Clerics blame strife in Iraq on U.S. mistakes
BAGHDAD, Iraq – Shiite and Sunni clerics, among the last vestige of authority in a country rapidly losing faith in politicians, charged Saturday that Iraq’s plight was the result of U.S. mistakes and pleaded with their faithful to stem the bloodshed that followed a devastating attack on a mainly Shiite Baghdad slum.
In interviews Saturday and recent sermons, clerics articulated one message that appears to be gaining traction on both sides of Iraq’s civil war: The U.S. presence is making matters worse, and the Americans should go home.
“The roots of our problems lie in the mistakes of the Americans committed right from the beginning of their occupation,” said Sheikh Ali Mirza Asada, a Shiite cleric in Najaf who is a leader of Iraq’s Dawa Party.
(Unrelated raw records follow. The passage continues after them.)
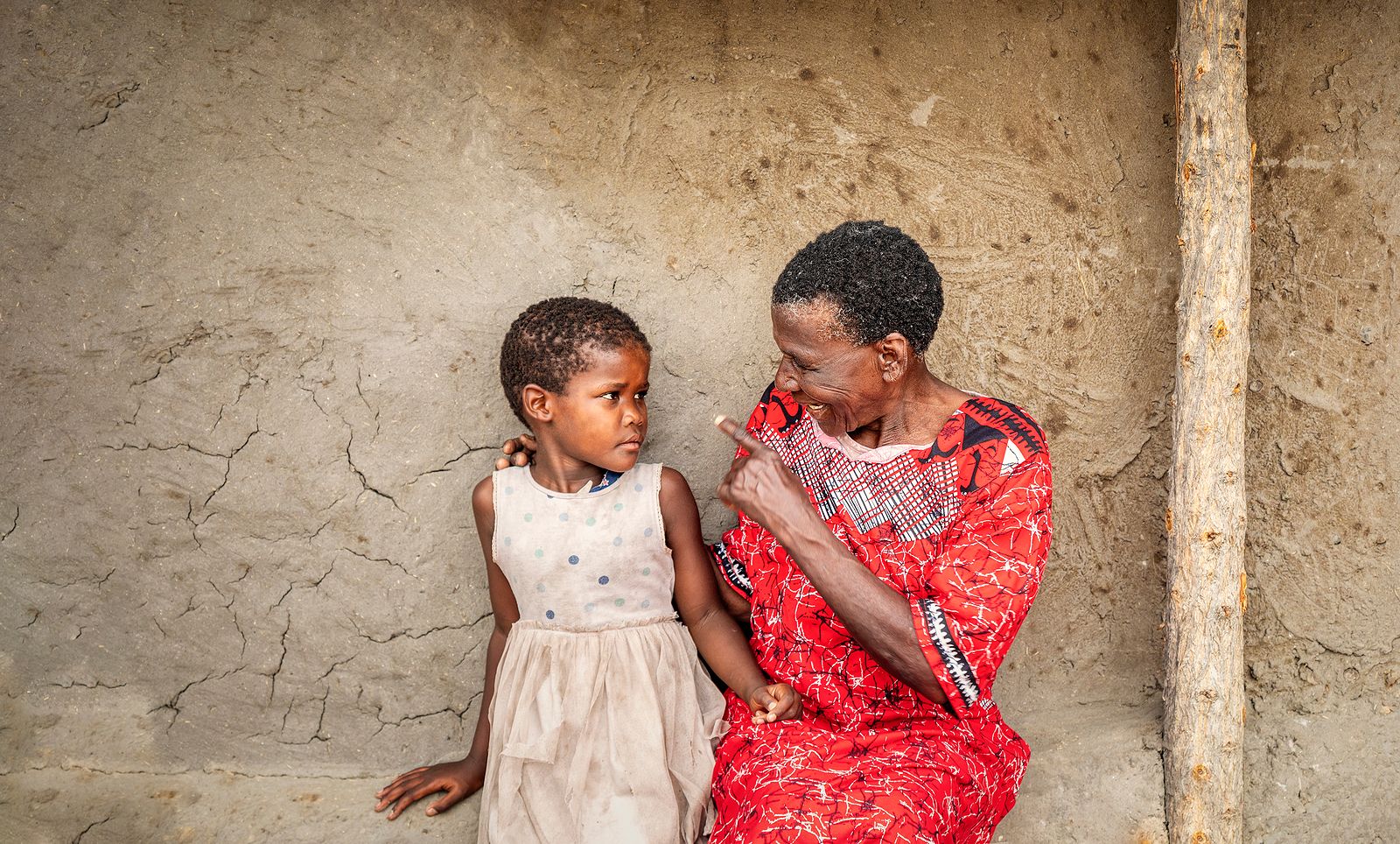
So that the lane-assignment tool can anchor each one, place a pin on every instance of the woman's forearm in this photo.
(877, 615)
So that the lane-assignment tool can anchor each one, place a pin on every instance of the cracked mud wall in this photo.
(258, 257)
(1323, 622)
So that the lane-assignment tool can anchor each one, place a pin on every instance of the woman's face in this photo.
(839, 383)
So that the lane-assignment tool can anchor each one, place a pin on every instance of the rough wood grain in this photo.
(1206, 522)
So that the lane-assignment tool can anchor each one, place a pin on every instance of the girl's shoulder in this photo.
(483, 496)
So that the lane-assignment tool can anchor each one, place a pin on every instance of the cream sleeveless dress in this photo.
(604, 721)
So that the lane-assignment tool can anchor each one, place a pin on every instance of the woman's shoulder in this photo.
(994, 440)
(987, 418)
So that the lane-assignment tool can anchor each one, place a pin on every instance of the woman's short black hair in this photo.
(552, 341)
(878, 278)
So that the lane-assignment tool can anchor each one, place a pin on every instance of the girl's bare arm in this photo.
(466, 777)
(714, 631)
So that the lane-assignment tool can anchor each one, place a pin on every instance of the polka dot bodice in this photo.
(584, 559)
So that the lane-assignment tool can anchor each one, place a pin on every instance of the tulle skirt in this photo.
(601, 735)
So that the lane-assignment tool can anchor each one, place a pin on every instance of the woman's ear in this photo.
(538, 403)
(893, 355)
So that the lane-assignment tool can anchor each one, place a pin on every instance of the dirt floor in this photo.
(256, 263)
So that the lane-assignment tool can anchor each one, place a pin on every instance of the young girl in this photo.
(597, 721)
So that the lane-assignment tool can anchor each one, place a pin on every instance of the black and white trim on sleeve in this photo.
(732, 569)
(958, 666)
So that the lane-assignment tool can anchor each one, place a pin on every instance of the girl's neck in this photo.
(559, 471)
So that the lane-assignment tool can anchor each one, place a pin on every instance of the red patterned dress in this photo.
(961, 527)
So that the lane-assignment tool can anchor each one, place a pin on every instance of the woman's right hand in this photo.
(518, 452)
(458, 778)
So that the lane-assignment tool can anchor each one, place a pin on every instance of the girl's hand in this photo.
(458, 778)
(760, 485)
(518, 452)
(774, 703)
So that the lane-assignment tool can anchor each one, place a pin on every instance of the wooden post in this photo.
(1204, 720)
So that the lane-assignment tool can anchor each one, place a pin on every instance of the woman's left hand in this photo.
(760, 485)
(774, 703)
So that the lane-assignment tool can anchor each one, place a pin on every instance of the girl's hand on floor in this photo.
(518, 452)
(458, 778)
(774, 703)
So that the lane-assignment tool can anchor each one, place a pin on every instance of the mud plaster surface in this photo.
(256, 260)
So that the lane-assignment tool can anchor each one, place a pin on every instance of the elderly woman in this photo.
(892, 533)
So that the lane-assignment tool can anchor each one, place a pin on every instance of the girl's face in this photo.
(602, 412)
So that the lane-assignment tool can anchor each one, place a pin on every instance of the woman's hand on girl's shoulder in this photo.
(518, 452)
(776, 701)
(458, 778)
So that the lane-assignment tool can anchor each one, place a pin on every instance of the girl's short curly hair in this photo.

Iraq’s most prominent Sunni cleric agreed.
In a Cairo, Egypt, news conference, Sheikh Harith Dhari, demanded that American troops withdraw.
“Since the beginning, the U.S. occupation drove Iraq from bad to worse,” said Dhari, who recently was named a fugitive from justice by Iraq’s Shiite-led government for allegedly supporting terrorism.
The increased focus by the clerics on the U.S. presence in Iraq comes as U.S. officials review a broad range of options to address the increasing violence there and dwindling domestic support for the war. Options range from a short-term increase in the 144,000 troops to a phased withdrawal.
U.S. Vice President Dick Cheney made a quick visit Saturday to Saudi Arabia, Iraq’s neighbor and a regional power. Saudi Arabia also is a source of funds for Sunni Arab insurgents and fighters in Iraq. President Bush is scheduled to meet with Iraqi Prime Minister Nouri al-Maliki in Jordan next week.
The clerics appealed for an end to retaliatory killings and kidnappings in the wake of a series of bombings in the Sadr City neighborhood of Baghdad on Thursday that killed more than 200 people.
Sheik Khalil Maliki, another Shiite cleric based in the southern port city of Basra, also blamed the United States. “We have all concluded that the primary party responsible for all these massacres is the American occupation,” said Maliki, a representative of anti-U.S. cleric Muqtada al-Sadr.
Al-Sadr, whose representatives are a key element in al-Maliki’s Shiite coalition, threatened Friday to stage a walkout and bring down the government if al-Maliki went ahead with his meeting with Bush. U.S. and Iraqi officials said Saturday that there were no plans to cancel the meeting.